幕末期の歴史を語る上で、徳川慶喜という人物が、一般的なイメージとは異なりどれほど有能な政治家だったかは強調してもし過ぎることはありません。

やはり有能だった将軍・徳川慶喜!第二次長州征伐が失敗しても江戸幕府が権威失墜を免れた理由

彼は朝廷も、反幕勢力も、各地の諸侯も、さらに海外勢力までも翻弄するほどの怪物的な手腕と力量を持っていました。

徳川慶喜(Wikipediaより)

幕末期は、討幕勢力によってなすすべなく徳川幕府が滅ぼされてしまった印象ですが、それは違います。実は徳川慶喜は何度も薩摩をやり込めており、丹念に史料を読み解いていくと、一体なぜ徳川慶喜という人物が最終的に倒されてしまったのか分からなくなってしまうほどです。

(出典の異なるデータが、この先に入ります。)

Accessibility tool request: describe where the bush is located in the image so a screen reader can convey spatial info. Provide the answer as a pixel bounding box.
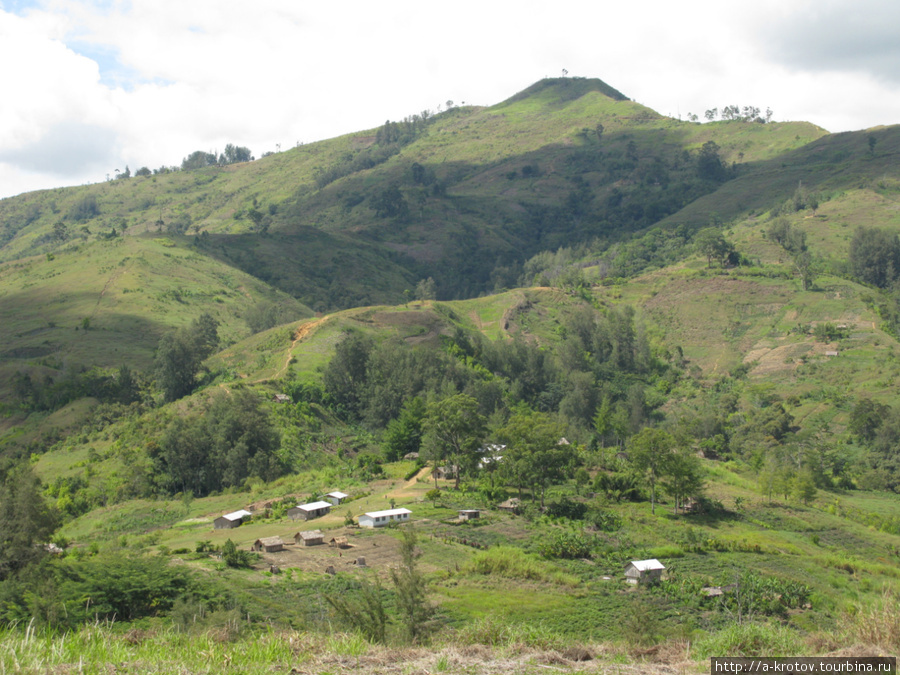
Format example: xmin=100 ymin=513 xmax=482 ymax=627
xmin=463 ymin=546 xmax=578 ymax=586
xmin=538 ymin=530 xmax=595 ymax=559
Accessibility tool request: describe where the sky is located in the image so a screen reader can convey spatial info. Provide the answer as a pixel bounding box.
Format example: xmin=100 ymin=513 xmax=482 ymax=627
xmin=0 ymin=0 xmax=900 ymax=198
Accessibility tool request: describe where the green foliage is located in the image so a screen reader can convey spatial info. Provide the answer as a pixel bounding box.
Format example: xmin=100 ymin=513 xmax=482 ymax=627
xmin=538 ymin=529 xmax=596 ymax=560
xmin=0 ymin=464 xmax=58 ymax=583
xmin=463 ymin=546 xmax=578 ymax=586
xmin=148 ymin=390 xmax=286 ymax=496
xmin=391 ymin=528 xmax=435 ymax=643
xmin=422 ymin=394 xmax=487 ymax=487
xmin=849 ymin=227 xmax=900 ymax=288
xmin=222 ymin=539 xmax=254 ymax=569
xmin=156 ymin=314 xmax=219 ymax=401
xmin=325 ymin=576 xmax=390 ymax=643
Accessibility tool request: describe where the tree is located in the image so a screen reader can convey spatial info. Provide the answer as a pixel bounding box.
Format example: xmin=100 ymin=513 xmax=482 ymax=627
xmin=849 ymin=227 xmax=900 ymax=288
xmin=416 ymin=277 xmax=435 ymax=302
xmin=628 ymin=427 xmax=677 ymax=513
xmin=382 ymin=396 xmax=425 ymax=462
xmin=497 ymin=412 xmax=571 ymax=507
xmin=219 ymin=143 xmax=253 ymax=164
xmin=155 ymin=313 xmax=219 ymax=401
xmin=694 ymin=227 xmax=735 ymax=267
xmin=391 ymin=528 xmax=434 ymax=642
xmin=422 ymin=394 xmax=487 ymax=489
xmin=0 ymin=464 xmax=58 ymax=581
xmin=660 ymin=446 xmax=703 ymax=513
xmin=181 ymin=150 xmax=218 ymax=171
xmin=697 ymin=141 xmax=726 ymax=181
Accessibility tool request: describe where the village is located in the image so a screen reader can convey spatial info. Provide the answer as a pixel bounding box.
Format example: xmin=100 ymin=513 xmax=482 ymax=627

ここでは、1867年5月に開かれたいわゆる四候会議で、慶喜が薩摩に一泡吹かせたエピソードをご紹介しましょう。

第二次長州征伐に失敗した幕府は、いっときその権威が低下しました(その後の改革によって回復していますが)。その隙をついて、さらにこの会議で追い打ちをかけて幕府の力を削ごうと考えたのが薩摩藩だったのです。

四候会議と兵庫開港問題

さて、京で四候会議が開かれた時のことです。この会議は、列強から受けていた兵庫開港要求問題長州藩の処分を問うことを目的に開かれました。

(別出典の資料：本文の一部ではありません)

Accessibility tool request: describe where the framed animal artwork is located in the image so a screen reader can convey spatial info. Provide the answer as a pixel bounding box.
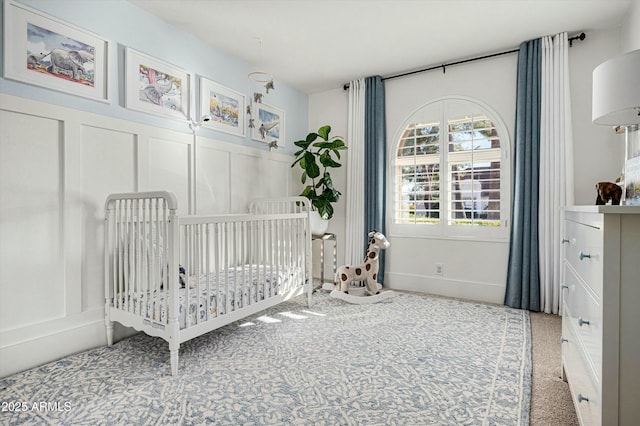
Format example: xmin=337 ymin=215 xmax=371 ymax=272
xmin=249 ymin=101 xmax=285 ymax=147
xmin=125 ymin=48 xmax=193 ymax=120
xmin=200 ymin=77 xmax=246 ymax=136
xmin=4 ymin=0 xmax=109 ymax=102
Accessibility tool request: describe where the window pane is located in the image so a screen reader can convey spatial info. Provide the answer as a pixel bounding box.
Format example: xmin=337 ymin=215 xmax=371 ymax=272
xmin=395 ymin=98 xmax=509 ymax=236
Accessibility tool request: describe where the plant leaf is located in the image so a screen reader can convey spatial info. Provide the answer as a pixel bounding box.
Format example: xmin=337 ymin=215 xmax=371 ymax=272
xmin=303 ymin=152 xmax=320 ymax=179
xmin=305 ymin=132 xmax=318 ymax=146
xmin=320 ymin=151 xmax=341 ymax=168
xmin=318 ymin=126 xmax=331 ymax=140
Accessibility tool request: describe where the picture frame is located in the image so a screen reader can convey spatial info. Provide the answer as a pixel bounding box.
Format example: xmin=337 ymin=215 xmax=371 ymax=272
xmin=200 ymin=77 xmax=247 ymax=136
xmin=251 ymin=102 xmax=285 ymax=147
xmin=4 ymin=0 xmax=110 ymax=103
xmin=125 ymin=47 xmax=193 ymax=120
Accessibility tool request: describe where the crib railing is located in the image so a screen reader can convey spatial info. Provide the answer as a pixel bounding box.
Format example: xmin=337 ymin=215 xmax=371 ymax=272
xmin=104 ymin=191 xmax=311 ymax=336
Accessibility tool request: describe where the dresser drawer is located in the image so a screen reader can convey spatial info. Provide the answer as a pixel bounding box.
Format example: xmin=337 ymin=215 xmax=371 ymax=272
xmin=562 ymin=318 xmax=602 ymax=426
xmin=565 ymin=220 xmax=603 ymax=297
xmin=562 ymin=263 xmax=602 ymax=377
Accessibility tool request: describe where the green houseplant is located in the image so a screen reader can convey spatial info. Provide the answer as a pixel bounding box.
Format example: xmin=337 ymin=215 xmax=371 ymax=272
xmin=291 ymin=126 xmax=347 ymax=220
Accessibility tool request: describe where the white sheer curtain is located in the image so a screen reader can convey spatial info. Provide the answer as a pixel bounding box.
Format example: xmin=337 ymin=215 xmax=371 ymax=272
xmin=345 ymin=78 xmax=365 ymax=265
xmin=538 ymin=33 xmax=574 ymax=314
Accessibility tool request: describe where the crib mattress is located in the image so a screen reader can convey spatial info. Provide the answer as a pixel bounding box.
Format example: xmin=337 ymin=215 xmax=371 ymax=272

兵庫開港要求問題とは、イギリス公使が幕府に対して兵庫の港を開港するよう求めていたもので、条件は①兵庫と大阪の即時開港②条約勅許③輸入関税改訂、の三つでした。

八月に長州藩へ報復攻撃していた四国連合艦隊は、報復のための遠征費などをあわせて巨額の賠償も要求していました。しかし兵庫開港の条件を呑めば、未払いの賠償金は放棄するとしていたのです。

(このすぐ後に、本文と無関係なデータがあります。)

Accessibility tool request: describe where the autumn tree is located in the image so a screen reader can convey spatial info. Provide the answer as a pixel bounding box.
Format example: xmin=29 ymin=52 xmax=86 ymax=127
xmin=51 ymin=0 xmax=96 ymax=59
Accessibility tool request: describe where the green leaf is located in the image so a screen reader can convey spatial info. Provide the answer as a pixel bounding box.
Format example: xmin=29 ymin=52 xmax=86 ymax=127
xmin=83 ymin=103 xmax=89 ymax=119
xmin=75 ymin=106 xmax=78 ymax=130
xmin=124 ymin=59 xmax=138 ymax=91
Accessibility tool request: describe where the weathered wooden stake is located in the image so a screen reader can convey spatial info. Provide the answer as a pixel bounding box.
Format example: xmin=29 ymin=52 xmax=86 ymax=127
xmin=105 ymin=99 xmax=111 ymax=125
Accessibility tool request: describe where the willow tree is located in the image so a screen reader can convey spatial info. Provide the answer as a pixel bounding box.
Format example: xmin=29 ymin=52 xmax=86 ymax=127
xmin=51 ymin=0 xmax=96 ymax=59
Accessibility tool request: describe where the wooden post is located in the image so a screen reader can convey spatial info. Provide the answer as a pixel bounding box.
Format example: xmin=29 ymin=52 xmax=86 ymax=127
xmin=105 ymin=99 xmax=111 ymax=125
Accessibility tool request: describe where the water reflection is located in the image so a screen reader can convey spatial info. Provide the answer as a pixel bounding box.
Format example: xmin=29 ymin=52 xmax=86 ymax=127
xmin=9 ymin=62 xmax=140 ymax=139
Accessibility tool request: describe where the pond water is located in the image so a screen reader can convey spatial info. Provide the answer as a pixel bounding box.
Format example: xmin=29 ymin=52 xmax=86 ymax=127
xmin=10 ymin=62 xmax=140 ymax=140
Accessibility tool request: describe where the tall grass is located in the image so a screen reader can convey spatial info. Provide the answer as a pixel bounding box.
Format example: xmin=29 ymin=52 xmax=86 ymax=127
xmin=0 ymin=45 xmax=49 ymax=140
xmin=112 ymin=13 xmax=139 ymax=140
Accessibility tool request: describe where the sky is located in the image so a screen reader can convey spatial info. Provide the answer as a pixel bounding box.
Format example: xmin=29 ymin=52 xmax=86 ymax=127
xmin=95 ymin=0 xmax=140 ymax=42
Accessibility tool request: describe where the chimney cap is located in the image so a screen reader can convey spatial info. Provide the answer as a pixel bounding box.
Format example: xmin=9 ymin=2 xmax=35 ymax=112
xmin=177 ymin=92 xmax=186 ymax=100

イギリスとしては、幕府がこの問題を先延ばしにするなら朝廷と直談判するつもりでした。

この問題は、一度は慶喜が上手にあしらっています。彼は新将軍就任後、イギリスとフランスそれぞれの公使に、慶喜が全権掌握していることを告げました。一方で朝廷には、許しがなければ開国の布告はしない、と宣言します。見事な二枚舌でした。

結局、慶喜はフランスを味方につけてイギリスを一蹴。そこでイギリスは薩摩に接近し、兵庫開港問題を使って雄藩を焚き付け、幕府を追い詰めようと入れ知恵していました。

実際、薩摩はこの問題を利用して幕府に迫っているのですが、慶喜は「江戸や大坂ではなく、鹿児島と下関を開港すればいいんじゃない?」などと、完全にコケにしています。

かつての兵庫港(現・神戸港)

さて、四候会議に参加したのは島津久光、松平春嶽、山内容堂、伊達宗城。今風に言えば「有識者会議」です。主催者は西郷隆盛たちで、先述の通り彼らはこの会議をリードすることで、幕府の権威をさらに弱体化させることを目論んでいました。

彼らが企んだのは、幕府ではなく朝廷が直接諸外国と条約を結ぶことでした。そうすれば幕府から外交権を事実上はく奪することができます。また、長州藩に寛大な処分を下すことができれば、雄藩による連合政権樹立にもつなげられるでしょう。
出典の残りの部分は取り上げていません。